Peary is the closest large lunar impact crater to the lunar north pole. At this latitude the crater interior receives little sunlight, and portions of the southernmost region of the crater floor remain permanently cloaked in shadow. From the Earth the crater appears on the northern lunar limb, and is seen from the side.

==Observation and etymology==
Since Peary is located nearly on the limb of the Moon as viewed from Earth, high-quality images of the crater were not available until space probes started photographing the Moon; the first high-quality images came from the US Lunar Orbiter 4 spacecraft. Since it is located nearly at the lunar north pole, it was named after the American polar explorer Robert Peary (1856–1920).

==Physical features==

Peary is nearly circular, with an outward bulge along the northeast rim. There is a gap in the southwestern rim, where it joins the slightly smaller crater Florey. The outer rim of Peary is worn and eroded, creating a rugged mountainous ring that produces long shadows across the crater floor. The crater floor itself is relatively flat, but is marked by several small craterlets, particularly in the southeastern half. The southern third of the interior remains cloaked in shadows, and so its features can be readily discerned only by means of ranging methods (for example, laser altimetry).

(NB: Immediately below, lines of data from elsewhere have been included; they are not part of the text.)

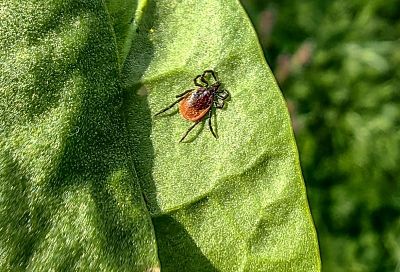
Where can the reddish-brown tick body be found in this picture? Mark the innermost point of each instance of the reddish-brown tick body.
(194, 104)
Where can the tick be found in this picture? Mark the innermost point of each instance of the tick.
(197, 104)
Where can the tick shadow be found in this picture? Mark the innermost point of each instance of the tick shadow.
(175, 245)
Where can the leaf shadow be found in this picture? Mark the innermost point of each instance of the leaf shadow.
(176, 247)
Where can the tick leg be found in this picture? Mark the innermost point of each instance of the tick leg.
(210, 124)
(185, 92)
(210, 72)
(189, 129)
(223, 94)
(196, 81)
(219, 104)
(170, 106)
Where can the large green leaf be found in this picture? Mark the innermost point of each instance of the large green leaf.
(233, 204)
(79, 86)
(69, 196)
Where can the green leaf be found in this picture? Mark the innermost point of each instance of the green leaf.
(69, 195)
(233, 204)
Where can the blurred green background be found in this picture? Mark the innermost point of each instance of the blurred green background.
(338, 65)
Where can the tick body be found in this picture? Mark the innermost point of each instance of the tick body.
(197, 104)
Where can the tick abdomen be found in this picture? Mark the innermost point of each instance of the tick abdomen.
(200, 99)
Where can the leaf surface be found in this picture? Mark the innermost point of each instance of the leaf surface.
(237, 203)
(69, 195)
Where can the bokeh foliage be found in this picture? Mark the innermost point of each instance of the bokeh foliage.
(338, 66)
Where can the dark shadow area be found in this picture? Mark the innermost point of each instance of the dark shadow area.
(177, 250)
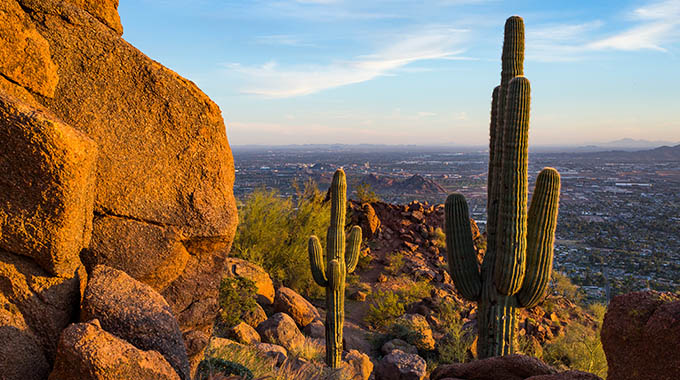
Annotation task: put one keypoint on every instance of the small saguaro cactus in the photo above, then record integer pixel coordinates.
(518, 261)
(338, 263)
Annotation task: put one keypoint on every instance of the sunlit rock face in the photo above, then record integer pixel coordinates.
(141, 163)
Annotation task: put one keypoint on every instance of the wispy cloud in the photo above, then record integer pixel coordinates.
(660, 24)
(650, 27)
(282, 39)
(274, 81)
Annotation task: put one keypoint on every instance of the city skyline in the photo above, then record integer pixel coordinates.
(390, 72)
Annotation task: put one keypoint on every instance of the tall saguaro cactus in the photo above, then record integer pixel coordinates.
(518, 262)
(338, 264)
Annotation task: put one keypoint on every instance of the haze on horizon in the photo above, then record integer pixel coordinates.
(392, 72)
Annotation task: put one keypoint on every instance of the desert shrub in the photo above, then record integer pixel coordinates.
(212, 366)
(438, 237)
(579, 348)
(236, 298)
(387, 305)
(365, 193)
(561, 285)
(455, 344)
(263, 367)
(395, 263)
(364, 262)
(273, 232)
(384, 307)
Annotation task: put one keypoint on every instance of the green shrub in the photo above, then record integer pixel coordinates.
(273, 233)
(454, 346)
(579, 348)
(438, 237)
(212, 366)
(395, 263)
(561, 285)
(236, 298)
(384, 307)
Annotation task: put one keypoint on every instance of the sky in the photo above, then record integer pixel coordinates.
(418, 72)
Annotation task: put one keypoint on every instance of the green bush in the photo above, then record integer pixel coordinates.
(274, 230)
(236, 298)
(212, 366)
(384, 307)
(395, 263)
(454, 346)
(579, 348)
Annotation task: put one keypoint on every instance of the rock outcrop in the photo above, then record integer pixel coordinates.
(281, 329)
(133, 311)
(398, 365)
(242, 268)
(87, 352)
(141, 182)
(296, 306)
(641, 336)
(511, 367)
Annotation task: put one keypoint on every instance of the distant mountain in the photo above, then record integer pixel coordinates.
(662, 153)
(416, 184)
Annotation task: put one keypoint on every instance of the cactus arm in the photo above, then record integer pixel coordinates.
(493, 179)
(335, 247)
(316, 261)
(462, 258)
(353, 246)
(336, 275)
(510, 261)
(542, 221)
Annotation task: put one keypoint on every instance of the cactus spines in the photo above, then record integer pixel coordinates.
(542, 221)
(517, 264)
(338, 264)
(512, 214)
(462, 257)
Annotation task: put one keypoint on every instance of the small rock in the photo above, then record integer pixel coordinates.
(87, 352)
(274, 351)
(358, 366)
(359, 296)
(315, 329)
(418, 324)
(245, 334)
(135, 312)
(289, 302)
(398, 344)
(242, 268)
(255, 316)
(399, 365)
(281, 329)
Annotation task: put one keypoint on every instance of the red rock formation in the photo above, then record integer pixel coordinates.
(641, 336)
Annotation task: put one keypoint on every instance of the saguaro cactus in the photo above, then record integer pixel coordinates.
(338, 264)
(518, 262)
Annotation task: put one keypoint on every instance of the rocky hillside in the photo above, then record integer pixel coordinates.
(403, 255)
(108, 160)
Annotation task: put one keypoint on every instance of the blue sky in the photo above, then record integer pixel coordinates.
(418, 72)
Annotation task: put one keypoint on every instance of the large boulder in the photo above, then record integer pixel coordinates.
(87, 352)
(417, 325)
(641, 336)
(289, 302)
(34, 308)
(263, 283)
(511, 367)
(21, 352)
(135, 312)
(46, 187)
(399, 365)
(163, 176)
(281, 329)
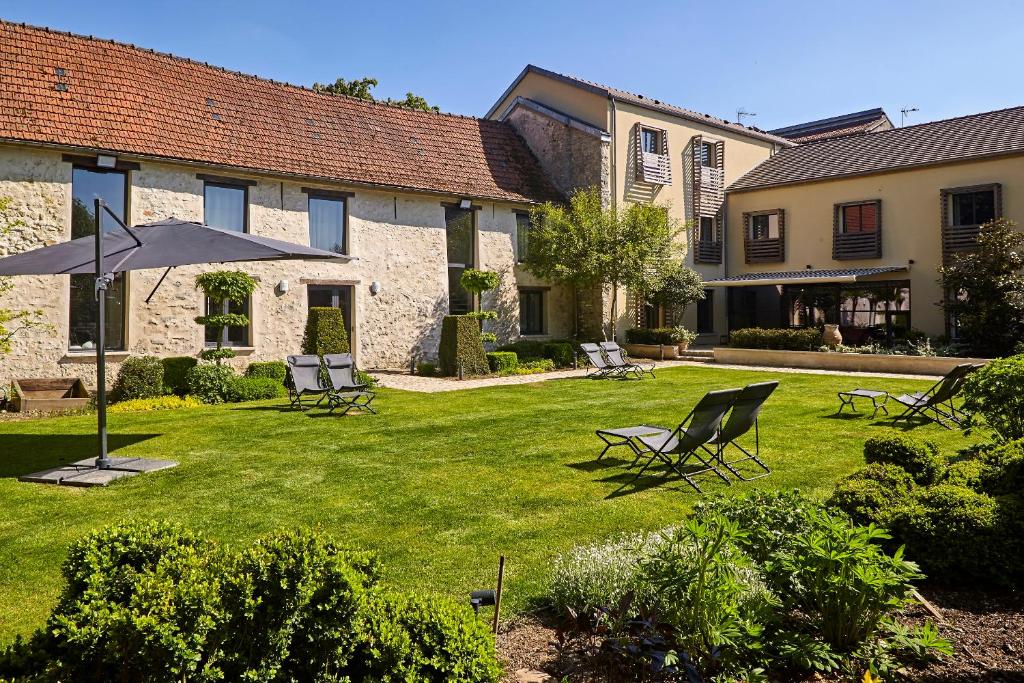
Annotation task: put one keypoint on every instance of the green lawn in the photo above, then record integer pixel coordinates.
(439, 484)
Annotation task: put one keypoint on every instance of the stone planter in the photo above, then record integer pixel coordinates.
(653, 351)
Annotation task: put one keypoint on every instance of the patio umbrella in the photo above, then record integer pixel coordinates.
(165, 244)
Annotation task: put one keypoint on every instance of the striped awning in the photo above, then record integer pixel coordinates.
(808, 276)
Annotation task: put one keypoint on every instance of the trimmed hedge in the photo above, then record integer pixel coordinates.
(139, 377)
(271, 370)
(461, 345)
(503, 361)
(776, 338)
(326, 332)
(175, 373)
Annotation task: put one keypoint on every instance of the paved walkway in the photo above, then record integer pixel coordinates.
(397, 380)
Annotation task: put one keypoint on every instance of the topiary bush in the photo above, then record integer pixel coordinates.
(776, 338)
(243, 389)
(326, 332)
(461, 346)
(175, 373)
(210, 382)
(139, 377)
(271, 370)
(503, 361)
(992, 395)
(920, 459)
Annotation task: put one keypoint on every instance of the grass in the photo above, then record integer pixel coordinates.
(439, 484)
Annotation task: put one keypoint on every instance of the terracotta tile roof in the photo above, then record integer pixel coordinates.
(974, 136)
(641, 100)
(838, 126)
(65, 89)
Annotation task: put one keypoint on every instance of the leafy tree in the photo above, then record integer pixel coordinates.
(986, 289)
(361, 88)
(586, 244)
(12, 322)
(219, 287)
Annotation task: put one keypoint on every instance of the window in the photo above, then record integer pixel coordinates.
(708, 232)
(973, 207)
(522, 226)
(764, 226)
(226, 206)
(855, 218)
(650, 140)
(706, 312)
(460, 228)
(112, 186)
(531, 317)
(228, 336)
(333, 296)
(327, 224)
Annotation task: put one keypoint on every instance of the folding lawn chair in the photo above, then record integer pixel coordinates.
(345, 390)
(304, 380)
(597, 364)
(616, 358)
(744, 416)
(676, 447)
(937, 403)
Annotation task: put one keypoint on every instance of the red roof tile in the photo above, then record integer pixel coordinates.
(65, 89)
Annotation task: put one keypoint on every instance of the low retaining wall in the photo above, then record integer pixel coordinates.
(864, 363)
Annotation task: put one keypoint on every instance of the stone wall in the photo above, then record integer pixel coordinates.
(398, 241)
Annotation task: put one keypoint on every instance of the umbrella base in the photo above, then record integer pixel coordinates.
(85, 473)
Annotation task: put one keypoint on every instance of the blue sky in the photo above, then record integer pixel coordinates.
(787, 61)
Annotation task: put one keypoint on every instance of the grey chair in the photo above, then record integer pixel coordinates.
(597, 367)
(345, 391)
(937, 404)
(742, 418)
(304, 381)
(675, 449)
(617, 358)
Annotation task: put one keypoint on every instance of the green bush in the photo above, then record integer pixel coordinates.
(562, 353)
(139, 377)
(424, 639)
(503, 361)
(993, 394)
(272, 370)
(325, 332)
(243, 389)
(776, 338)
(864, 495)
(461, 346)
(920, 459)
(170, 402)
(210, 382)
(175, 372)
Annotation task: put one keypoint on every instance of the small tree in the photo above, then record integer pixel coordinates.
(12, 322)
(222, 287)
(985, 289)
(586, 244)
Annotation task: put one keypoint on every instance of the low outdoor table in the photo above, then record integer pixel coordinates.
(625, 436)
(846, 398)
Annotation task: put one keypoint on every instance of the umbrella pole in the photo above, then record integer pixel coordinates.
(103, 461)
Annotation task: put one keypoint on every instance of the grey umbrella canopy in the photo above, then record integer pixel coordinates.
(161, 245)
(165, 244)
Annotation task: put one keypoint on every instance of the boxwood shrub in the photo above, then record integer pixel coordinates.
(325, 332)
(776, 338)
(272, 370)
(139, 377)
(461, 345)
(503, 361)
(175, 373)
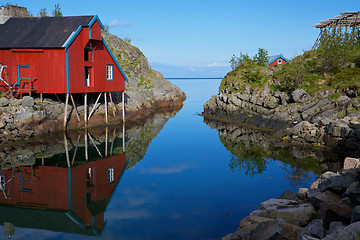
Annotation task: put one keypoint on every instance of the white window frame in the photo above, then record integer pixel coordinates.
(111, 175)
(109, 72)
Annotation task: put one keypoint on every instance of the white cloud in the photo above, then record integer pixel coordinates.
(216, 64)
(116, 23)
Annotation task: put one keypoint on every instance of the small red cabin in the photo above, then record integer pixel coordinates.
(57, 55)
(277, 60)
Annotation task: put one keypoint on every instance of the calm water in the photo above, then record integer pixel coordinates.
(182, 181)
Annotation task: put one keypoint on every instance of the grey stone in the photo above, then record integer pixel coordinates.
(356, 214)
(350, 232)
(306, 237)
(335, 226)
(336, 183)
(4, 102)
(354, 195)
(316, 197)
(290, 211)
(288, 195)
(314, 229)
(350, 163)
(354, 124)
(302, 193)
(323, 177)
(276, 230)
(28, 101)
(299, 95)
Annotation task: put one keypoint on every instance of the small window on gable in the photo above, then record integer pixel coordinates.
(87, 54)
(111, 175)
(89, 81)
(109, 72)
(2, 182)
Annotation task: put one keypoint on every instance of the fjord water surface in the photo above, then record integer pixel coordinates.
(183, 179)
(184, 187)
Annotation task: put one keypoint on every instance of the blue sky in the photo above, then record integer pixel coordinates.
(183, 38)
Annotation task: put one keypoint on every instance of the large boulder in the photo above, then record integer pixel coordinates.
(290, 211)
(314, 229)
(350, 232)
(276, 229)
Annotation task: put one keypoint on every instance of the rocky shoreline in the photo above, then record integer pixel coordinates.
(329, 210)
(299, 118)
(147, 92)
(21, 119)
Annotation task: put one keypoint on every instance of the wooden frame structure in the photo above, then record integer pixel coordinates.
(348, 20)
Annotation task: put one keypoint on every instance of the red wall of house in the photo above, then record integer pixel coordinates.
(50, 187)
(101, 58)
(275, 62)
(48, 66)
(100, 191)
(96, 31)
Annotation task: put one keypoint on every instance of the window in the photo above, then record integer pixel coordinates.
(88, 77)
(111, 175)
(109, 72)
(88, 54)
(2, 182)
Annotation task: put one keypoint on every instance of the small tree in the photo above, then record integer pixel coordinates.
(262, 57)
(42, 13)
(106, 29)
(57, 11)
(127, 39)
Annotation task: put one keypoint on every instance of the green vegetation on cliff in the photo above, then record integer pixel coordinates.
(334, 65)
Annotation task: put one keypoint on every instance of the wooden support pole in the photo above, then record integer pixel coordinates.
(65, 114)
(73, 102)
(123, 136)
(113, 104)
(86, 146)
(106, 116)
(77, 144)
(66, 150)
(106, 139)
(94, 107)
(123, 105)
(97, 149)
(85, 110)
(113, 140)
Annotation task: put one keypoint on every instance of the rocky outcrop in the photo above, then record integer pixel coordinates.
(328, 210)
(253, 148)
(147, 89)
(312, 119)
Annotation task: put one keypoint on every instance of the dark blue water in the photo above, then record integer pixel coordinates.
(184, 188)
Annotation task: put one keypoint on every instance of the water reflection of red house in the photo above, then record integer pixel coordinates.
(76, 196)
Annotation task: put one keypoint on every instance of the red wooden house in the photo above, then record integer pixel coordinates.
(57, 55)
(277, 60)
(59, 198)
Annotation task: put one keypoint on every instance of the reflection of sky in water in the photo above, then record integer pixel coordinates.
(184, 187)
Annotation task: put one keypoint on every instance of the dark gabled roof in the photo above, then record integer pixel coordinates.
(274, 58)
(48, 32)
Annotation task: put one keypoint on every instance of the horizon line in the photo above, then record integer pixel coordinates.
(194, 78)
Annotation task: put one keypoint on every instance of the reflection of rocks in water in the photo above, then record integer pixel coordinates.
(253, 148)
(137, 140)
(140, 137)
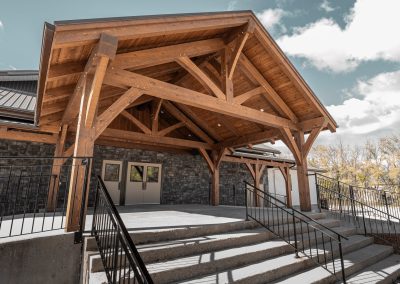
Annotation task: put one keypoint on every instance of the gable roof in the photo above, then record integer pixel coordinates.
(18, 94)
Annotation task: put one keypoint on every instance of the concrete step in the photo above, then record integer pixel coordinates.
(202, 264)
(154, 235)
(274, 268)
(385, 271)
(205, 244)
(353, 262)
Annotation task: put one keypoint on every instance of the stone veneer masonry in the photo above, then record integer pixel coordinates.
(185, 177)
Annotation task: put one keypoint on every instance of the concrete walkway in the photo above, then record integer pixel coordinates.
(135, 217)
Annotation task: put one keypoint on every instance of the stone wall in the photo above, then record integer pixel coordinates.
(185, 177)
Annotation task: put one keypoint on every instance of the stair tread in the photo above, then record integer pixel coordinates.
(213, 237)
(222, 254)
(320, 275)
(387, 269)
(202, 239)
(271, 265)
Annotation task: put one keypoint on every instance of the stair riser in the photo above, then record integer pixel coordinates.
(356, 267)
(197, 270)
(300, 266)
(176, 234)
(192, 249)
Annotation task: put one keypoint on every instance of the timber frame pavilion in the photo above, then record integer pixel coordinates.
(208, 82)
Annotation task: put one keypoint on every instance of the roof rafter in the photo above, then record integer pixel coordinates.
(178, 94)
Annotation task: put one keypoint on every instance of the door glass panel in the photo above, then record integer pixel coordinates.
(111, 172)
(152, 174)
(136, 174)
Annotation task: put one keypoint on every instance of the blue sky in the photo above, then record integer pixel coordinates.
(347, 51)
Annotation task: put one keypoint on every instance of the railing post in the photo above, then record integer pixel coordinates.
(116, 266)
(295, 235)
(340, 198)
(78, 235)
(365, 227)
(96, 200)
(341, 259)
(351, 189)
(318, 193)
(386, 205)
(245, 201)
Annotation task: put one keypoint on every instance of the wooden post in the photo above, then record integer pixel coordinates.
(88, 96)
(302, 174)
(213, 163)
(288, 185)
(56, 169)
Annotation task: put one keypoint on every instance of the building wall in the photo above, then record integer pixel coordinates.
(277, 185)
(185, 177)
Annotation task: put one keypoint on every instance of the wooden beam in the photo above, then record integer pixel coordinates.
(310, 141)
(252, 138)
(196, 72)
(28, 136)
(268, 163)
(136, 121)
(160, 55)
(208, 160)
(147, 138)
(287, 137)
(155, 115)
(189, 124)
(56, 169)
(272, 96)
(115, 109)
(171, 128)
(251, 170)
(226, 81)
(307, 125)
(144, 28)
(208, 130)
(240, 99)
(106, 48)
(178, 94)
(240, 42)
(302, 175)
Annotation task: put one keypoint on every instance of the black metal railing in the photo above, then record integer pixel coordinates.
(34, 193)
(122, 262)
(344, 203)
(385, 197)
(307, 236)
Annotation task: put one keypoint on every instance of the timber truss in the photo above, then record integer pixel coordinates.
(207, 89)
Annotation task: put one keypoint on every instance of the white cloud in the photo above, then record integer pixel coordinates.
(271, 19)
(232, 5)
(370, 34)
(377, 109)
(326, 6)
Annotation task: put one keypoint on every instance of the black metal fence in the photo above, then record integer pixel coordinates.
(306, 235)
(370, 214)
(121, 260)
(384, 198)
(34, 193)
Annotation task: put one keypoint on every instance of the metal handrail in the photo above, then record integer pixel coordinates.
(361, 203)
(108, 224)
(298, 212)
(300, 243)
(377, 223)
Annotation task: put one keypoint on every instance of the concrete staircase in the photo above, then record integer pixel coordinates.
(243, 252)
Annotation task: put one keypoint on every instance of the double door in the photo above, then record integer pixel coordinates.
(142, 184)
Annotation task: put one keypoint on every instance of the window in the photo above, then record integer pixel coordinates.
(111, 172)
(152, 174)
(136, 174)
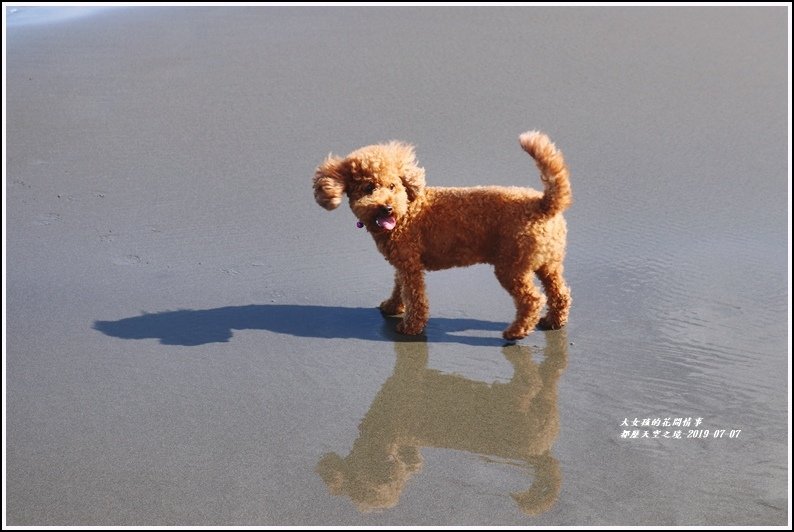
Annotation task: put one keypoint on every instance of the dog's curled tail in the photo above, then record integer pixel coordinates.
(553, 171)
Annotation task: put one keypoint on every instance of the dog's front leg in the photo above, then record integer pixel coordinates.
(412, 283)
(394, 305)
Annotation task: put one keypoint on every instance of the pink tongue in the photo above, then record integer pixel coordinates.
(387, 222)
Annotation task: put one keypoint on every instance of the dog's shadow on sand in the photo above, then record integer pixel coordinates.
(198, 327)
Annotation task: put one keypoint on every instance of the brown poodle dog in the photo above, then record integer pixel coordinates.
(519, 230)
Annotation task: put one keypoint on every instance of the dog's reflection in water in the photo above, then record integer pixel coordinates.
(421, 407)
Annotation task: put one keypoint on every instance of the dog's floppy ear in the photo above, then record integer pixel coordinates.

Because of the low sun angle, the average temperature on the crater floor of Peary is between 30 and 40 K, one of the coldest locations in the Solar System.

===Illumination===
In 2004, a team led by Dr Ben Bussey of Johns Hopkins University, using images taken by the Clementine mission, determined that four mountainous regions on the rim of Peary appeared to remain illuminated for the entire lunar day. These unnamed "peaks of eternal light" are due to the Moon's extremely small axial tilt, which also gives rise to permanent shadow at the bottoms of many polar craters. Clementines images were taken during the northern lunar hemisphere's summer season, and more detailed lunar topography collected by the Lunar Reconnaissance Orbiter (LRO) showed that no points on the Moon receive perpetual light during both winter and summer.

The northern rim of Peary is considered a likely site for a future Moon base, due to this near-constant illumination, which would provide both a relatively stable temperature and a nearly uninterrupted solar power supply. It is also near permanently shadowed areas that may contain some quantity of frozen water.